The Wheels on our car go round and round... all the way to the store OR The Wheels on your bike go round and round... all the way to school.
Change the words to "When You're Happy and You Know It" to work on movement and motor skills:
When you're happy and you know it wiggle your thumbs.
To talk about different emotions:
When you're angry and you know it stomp your feet.
Try using the tune of a song that you already know, such as "Old MacDonald Had a Farm," and make up your own words. Keep songs repetitive and simple so that children can learn and remember them easily.
Dance and Move
Make listening and singing experiences more interactive by adding movement and dance. This is a great way to involve children in music activities before they have developed language.
Add hand and finger motions to any children's songs! Roll your arms for "The Wheels on the Bus" or pretend to honk a horn when the bus, "goes beep-beep-beep." Wiggle each finger when singing "Where is Thumbkin?" and clap, stomp, and cheer along to "When You're Happy and You Know It."
Allow children to move around and dance when listening to music. Watch how their movements change depending on the feel of each song.
Play the "freeze" game! Turn on any kind of music and dance. Have someone designated to pause and restart the music. Each time the music stops, everybody freeze! Start dancing again when the music begins to play.
Help children color pictures or draw their own pictures to go along with their favorite songs.
Allow children a chance to express themselves through art and music by providing a blank piece of paper and coloring material when listening to songs. Encourage them to draw pictures or make music maps (continual lines or scribbles).
After completing the coloring page for "I'm a Little Teapot," change the words of the song to match your child's picture: "I'm a little teapot red and green," OR "I'm a little teapot with polka-dots."
Talk about songs and discuss what they are about. Ask children questions about the songs to help develop story-telling and memory skills.
Enhance any music and movement experience with homemade instruments! Use kitchen items, such as wooden spoons and pots and pans to create a band or save recycled items (plastic bottles, oatmeal containers) and make shakers, drums, and more!
Help your child make books and pictures to go along with your favorite songs. For children who are not yet reading, make a book of song cards. Use a picture to represent each of their favorite songs, for example, use a picture of a star to represent "Twinkle, Twinkle Little Star." Your child will learn that the picture represents a song, as letters on a page represent words.
Using Story Songs
Find books of fairy tales at your local library.
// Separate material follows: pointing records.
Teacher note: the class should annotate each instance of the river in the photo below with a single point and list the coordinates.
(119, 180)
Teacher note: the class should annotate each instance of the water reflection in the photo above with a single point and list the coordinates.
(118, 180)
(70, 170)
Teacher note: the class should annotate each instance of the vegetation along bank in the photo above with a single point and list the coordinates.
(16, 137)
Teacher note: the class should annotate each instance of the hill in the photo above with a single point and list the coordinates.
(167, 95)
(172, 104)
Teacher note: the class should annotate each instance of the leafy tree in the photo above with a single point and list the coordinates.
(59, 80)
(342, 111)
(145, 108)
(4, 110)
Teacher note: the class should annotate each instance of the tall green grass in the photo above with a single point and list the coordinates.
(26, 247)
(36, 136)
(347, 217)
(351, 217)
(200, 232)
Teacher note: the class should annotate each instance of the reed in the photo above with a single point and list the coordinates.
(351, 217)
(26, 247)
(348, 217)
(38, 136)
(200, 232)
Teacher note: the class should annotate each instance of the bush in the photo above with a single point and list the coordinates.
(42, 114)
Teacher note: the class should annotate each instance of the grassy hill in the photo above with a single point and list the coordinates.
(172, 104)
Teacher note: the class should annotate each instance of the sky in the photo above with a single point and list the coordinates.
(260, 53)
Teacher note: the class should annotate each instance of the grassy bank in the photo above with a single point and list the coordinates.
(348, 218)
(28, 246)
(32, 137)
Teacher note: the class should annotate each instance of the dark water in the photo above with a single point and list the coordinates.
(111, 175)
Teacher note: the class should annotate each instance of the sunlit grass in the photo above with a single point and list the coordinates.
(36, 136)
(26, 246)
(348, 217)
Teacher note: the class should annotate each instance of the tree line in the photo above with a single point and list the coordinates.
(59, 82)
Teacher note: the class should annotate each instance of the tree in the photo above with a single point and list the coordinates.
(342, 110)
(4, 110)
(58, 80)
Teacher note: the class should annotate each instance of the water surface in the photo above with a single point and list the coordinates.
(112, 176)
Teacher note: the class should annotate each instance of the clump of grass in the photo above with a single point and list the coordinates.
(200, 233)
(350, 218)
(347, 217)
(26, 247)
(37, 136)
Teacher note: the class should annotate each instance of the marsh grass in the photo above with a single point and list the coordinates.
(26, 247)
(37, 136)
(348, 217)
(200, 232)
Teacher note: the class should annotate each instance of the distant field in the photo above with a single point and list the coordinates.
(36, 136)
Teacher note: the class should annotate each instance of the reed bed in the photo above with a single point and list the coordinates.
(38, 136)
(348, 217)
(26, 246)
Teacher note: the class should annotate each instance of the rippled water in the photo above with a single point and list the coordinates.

Read the stories and listen to Fairy Tale Favorites. Discuss differences between each book and song.
Make your own books to go along with the songs by drawing pictures or printing the coloring pages from this website.
Add sound effects to your favorite books with homemade musical instruments or items from the kitchen. Tap wooden spoons together to represent the "trip-trap" of "The Three Billy Goats Gruff."
Create a flannel board story by cutting out the shapes of characters and items from the story or song. Use the flannel pieces to retell the story or act out a song.